The most important quality an entrepreneur must have is the ability to sell. And there’s a phrase in selling, which goes something like: you can’t sell what you don’t believe in… and vice versa. The more your idea is worked out, the more you know about the market, the more confident you can defend your ideas from the many, many sceptics that are out there.

A pitch v.1 needs to be a mini-business-plan of one to a few pages and include as much information as possible about the product, about how (you think) you will produce it, who you will (need to) hire, where you will be located, what need you are meeting, how you will market your product, how you will make money, how you will defend yourself from the competition. The more specific, the better!

And then that needs to be summarised into a pitch of ca. 2 mins, summarising all the vital data + a touch of personality & charisma!

Good knowledge to have at this stage: apart from the data from steps 1 & 2 (technical, marketing, your industry, your customers), you need some business-planning skills, which includes some (not much) financial techniques; as well as presentation skills & passion.

Step 4: find your team

There’s different philosophies about idea-generation (step 1), with many, I’m sure, arguing that you should be brainstorming with your friends on the idea from the start, that more heads have more/better ideas than one, etc. etc. I completely agree with this. But my philosophy is that without a clear direction, a team can quickly lose focus and follow political objectives, rather than pragmatic ones. While, I’ve been blessed with a few groups of people, where the chemistry was excellent and everyone was intelligent enough to be willing to listen & learn from others, many other groups have been a complete failure, because politics & brains definitely don’t always come hand in hand. So, I’m of the opinion, that an idea needs to be very well-developed & thought out before presenting it, after which it can be refined and adapted, and even rejected, according to the more specialised knowledge of group-members.
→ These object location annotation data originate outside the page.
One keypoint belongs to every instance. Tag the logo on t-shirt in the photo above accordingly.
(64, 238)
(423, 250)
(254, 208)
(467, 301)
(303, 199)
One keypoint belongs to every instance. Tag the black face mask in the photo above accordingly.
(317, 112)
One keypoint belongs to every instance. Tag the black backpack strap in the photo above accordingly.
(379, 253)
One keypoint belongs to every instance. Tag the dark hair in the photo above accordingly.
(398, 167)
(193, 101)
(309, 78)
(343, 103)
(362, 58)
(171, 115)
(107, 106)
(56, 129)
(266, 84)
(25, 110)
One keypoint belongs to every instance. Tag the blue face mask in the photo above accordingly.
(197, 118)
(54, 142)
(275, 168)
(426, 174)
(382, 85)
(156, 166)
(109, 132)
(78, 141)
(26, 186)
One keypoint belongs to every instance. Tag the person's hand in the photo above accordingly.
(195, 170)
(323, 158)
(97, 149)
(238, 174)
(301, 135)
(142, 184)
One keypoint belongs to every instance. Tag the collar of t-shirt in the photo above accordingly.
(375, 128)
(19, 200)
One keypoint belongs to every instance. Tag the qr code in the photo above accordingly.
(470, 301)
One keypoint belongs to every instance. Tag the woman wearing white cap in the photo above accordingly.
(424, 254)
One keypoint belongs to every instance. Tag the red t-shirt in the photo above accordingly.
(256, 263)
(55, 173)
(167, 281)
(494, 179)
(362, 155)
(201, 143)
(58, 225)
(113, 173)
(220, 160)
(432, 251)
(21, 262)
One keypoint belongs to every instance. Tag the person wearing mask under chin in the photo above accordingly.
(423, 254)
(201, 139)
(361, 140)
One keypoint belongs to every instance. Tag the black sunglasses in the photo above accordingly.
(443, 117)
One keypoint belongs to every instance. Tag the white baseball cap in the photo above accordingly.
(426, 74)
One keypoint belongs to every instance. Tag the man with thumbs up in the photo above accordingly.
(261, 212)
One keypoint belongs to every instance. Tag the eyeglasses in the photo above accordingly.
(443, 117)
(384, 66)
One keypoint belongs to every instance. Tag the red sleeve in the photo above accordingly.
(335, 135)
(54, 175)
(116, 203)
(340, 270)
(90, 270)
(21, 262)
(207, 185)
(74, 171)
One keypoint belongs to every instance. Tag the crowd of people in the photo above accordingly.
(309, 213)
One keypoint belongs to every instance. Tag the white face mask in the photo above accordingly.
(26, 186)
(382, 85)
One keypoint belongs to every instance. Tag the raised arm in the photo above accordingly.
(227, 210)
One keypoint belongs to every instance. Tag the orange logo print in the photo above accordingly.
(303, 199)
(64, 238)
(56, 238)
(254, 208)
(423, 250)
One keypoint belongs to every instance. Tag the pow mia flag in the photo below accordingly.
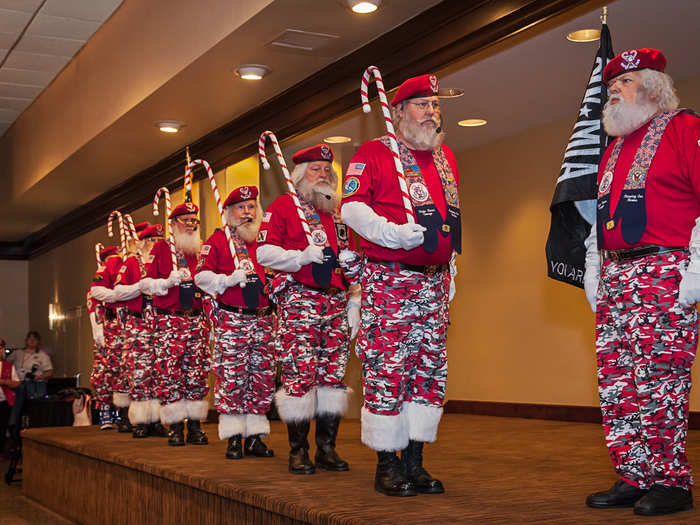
(573, 206)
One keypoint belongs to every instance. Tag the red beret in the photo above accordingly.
(184, 209)
(422, 86)
(244, 193)
(106, 252)
(317, 152)
(633, 60)
(155, 230)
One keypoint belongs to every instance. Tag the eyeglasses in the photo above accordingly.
(423, 106)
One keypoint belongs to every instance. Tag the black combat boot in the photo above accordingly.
(140, 430)
(390, 479)
(299, 461)
(234, 450)
(254, 446)
(412, 458)
(124, 425)
(664, 500)
(158, 430)
(176, 436)
(622, 494)
(195, 434)
(326, 456)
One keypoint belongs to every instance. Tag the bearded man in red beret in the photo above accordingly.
(316, 317)
(644, 294)
(406, 283)
(243, 323)
(180, 333)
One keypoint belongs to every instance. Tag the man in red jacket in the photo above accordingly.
(645, 294)
(182, 354)
(313, 343)
(242, 318)
(406, 283)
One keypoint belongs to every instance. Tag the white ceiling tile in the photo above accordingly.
(13, 21)
(18, 104)
(19, 91)
(45, 45)
(25, 76)
(60, 27)
(47, 63)
(95, 10)
(7, 40)
(8, 114)
(28, 6)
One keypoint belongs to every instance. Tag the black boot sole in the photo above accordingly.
(640, 512)
(403, 494)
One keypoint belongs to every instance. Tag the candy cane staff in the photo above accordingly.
(139, 351)
(242, 319)
(182, 354)
(100, 377)
(406, 279)
(313, 340)
(113, 326)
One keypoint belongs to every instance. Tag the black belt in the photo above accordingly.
(428, 269)
(181, 313)
(639, 252)
(257, 312)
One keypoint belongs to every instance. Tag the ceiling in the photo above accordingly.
(67, 149)
(37, 39)
(539, 76)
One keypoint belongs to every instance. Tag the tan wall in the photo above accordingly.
(14, 309)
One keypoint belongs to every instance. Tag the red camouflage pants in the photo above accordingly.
(403, 337)
(313, 343)
(182, 358)
(645, 344)
(140, 358)
(243, 362)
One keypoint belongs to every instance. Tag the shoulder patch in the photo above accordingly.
(356, 168)
(352, 184)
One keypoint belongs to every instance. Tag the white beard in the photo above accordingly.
(621, 119)
(187, 243)
(322, 195)
(420, 137)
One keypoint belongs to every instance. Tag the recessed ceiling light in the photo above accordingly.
(361, 7)
(252, 71)
(471, 122)
(169, 126)
(584, 35)
(337, 139)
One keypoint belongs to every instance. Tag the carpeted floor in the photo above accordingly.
(495, 470)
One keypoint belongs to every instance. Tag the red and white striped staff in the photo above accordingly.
(168, 208)
(98, 250)
(110, 232)
(287, 177)
(190, 166)
(364, 87)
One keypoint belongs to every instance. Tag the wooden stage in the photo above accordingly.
(495, 470)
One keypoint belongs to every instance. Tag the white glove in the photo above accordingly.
(591, 276)
(212, 283)
(353, 308)
(102, 293)
(379, 230)
(125, 292)
(238, 277)
(689, 289)
(311, 254)
(97, 331)
(453, 274)
(174, 279)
About finding team-members; for myself I have to say, after spending a long-long time on my thesis—a solitary activity—it’s not that easy. Again, networking, LinkedIN/Facebook, blogging, university (very important!), family, highschool-friends, former employers/co-workers, etc. , all good choices. Luckily for me, my thesis also brought me into contact with a large number of incubators, which are also good places to run into smart people; I worked for a venture-capital-tracking firm, ditto on the smart people; and there’s Tech IT Easy, Ditto 3x! So, really, never a shortage of smart people, when you look for them!

Good knowledge to have at this stage: material from steps 1-3; people-skills, in terms of choosing the right group of people; leadership & sales-skills; and the ability to form rational arguments & present your ideas well.

Step 5: write a business-plan

Read Jeremy’s post here.

Step 6: pitch v.2 – approaching early-stage investors

Somewhat different from later-stage investors, these are people you talk to, usually before launching your company (except maybe in web-world), and for which you don’t have that much tangible evidence to convince them with yet. So your pitch needs to be somewhat like pitch v.1 (step 3), but will include more data that you collected for your business-plan, but presented concisely and clearly showing how you will meet a need, how you plan to make your investors their money back + some more, how you will reduce the risk for them (very important!), and what you see their role to be in your business, apart from cash-cow—this only applies to active investors, such as business angels, not banks or subsidies, though not all business angels are able to be active (though they should always be able to help with contacts), and some bankers may surprise you.

Good knowledge to have at this stage: all the material from the previous steps, and similar skills as for pitch v.1. You need to speak a language that early-stage (!) investors understand!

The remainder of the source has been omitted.